The trade finance landscape continues to change, and with that, comes opportunity. We took a review of the key 5 changes in 2018, and what this means for the industry.
- Non-bank financiers
The impact of Basel III on bank financing has certainly been priced in over the last few years. As a result of a reduced leverage ratio and risk appetite, banks and corporates have looked to off-balance sheet funding and securitisation to reduce exposure in trade finance lending, according to Investors Hangout.
- Short-term self-liquidating trade lines
Continued on from the above, the treatment of trade finance under Basel III continues.
Making this type of investment will keep your money safe. Your money will not be spent, but still you will earn some good returns from it. You are only required to make a deposit of a fixed amount of money into an account for a certain period of time. If you give a larger amount of money, you are going to make a larger amount of return. Additionally, if you deposit the money for a longer period of time, you will earn more.
- Metals Commodity Markets
Trading in tangible assets such as gold or silver, can give you high returns. The international scarcity of gold make it’s a viable commodity to trade in. The prices will never go down and the market is readily available. Trading in tangible assets such as precious metals are promising and people can hold on to them.

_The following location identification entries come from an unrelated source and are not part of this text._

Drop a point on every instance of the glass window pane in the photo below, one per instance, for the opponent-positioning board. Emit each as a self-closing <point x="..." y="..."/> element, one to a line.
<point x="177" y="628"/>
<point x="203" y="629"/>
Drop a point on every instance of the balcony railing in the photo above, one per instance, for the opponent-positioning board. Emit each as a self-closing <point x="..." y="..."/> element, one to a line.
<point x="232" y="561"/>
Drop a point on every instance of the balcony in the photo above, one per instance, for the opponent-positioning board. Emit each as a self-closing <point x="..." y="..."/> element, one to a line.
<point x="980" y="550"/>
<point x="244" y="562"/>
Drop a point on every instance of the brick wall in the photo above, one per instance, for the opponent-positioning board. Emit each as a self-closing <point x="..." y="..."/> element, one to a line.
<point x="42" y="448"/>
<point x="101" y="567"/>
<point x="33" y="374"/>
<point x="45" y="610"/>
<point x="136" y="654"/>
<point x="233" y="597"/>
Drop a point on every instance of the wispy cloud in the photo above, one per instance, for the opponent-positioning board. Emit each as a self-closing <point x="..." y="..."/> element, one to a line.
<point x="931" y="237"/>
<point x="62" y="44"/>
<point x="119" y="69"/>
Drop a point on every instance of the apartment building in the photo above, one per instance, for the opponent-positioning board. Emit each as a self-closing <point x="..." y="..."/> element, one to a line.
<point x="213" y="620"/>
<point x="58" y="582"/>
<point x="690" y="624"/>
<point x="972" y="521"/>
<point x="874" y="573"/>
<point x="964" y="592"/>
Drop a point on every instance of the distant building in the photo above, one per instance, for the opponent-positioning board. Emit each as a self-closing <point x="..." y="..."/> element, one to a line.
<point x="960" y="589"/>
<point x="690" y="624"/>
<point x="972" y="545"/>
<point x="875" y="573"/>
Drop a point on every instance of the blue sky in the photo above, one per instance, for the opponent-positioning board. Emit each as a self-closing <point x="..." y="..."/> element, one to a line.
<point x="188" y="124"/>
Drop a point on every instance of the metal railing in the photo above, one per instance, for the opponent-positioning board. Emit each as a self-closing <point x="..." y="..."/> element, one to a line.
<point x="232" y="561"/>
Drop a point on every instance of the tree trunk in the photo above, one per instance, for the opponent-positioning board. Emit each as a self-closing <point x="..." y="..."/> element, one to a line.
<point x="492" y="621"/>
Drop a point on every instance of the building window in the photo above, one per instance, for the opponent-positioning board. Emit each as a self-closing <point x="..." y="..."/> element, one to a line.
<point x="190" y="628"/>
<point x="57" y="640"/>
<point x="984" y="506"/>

Although considered risky, trading in cryptocurrencies can give you very high returns. Cryptocurrencies have been on the rise and a lot of people are excited about them. To lower the risks of losing your money you need to first educate yourself how they work and what they entail. A lot of platforms have come up over recent years to offer a trading platform. To succeed in trading with cryptocurrencies, you need to understand how they operate and know about the trading patterns.
- Peer to Peer as an asset class
A lot of people are currently involved in peer to peer lending. The returns are not as high compared to other trading options but you will definitely make a good amount of money. Lending out your money helps diversify the risks. It is faster than bank lending options and the interests are a bit lower. This is why it is attractive to most people. There are many P2P lending platforms you can use to lend out the money.
You do not have to have tons of money to start investing. You can start small and grow your wealth. You just need to pick a few trading options you can leverage and grow your income. Growing wealth does not happen overnight. You will need patient and constant learning.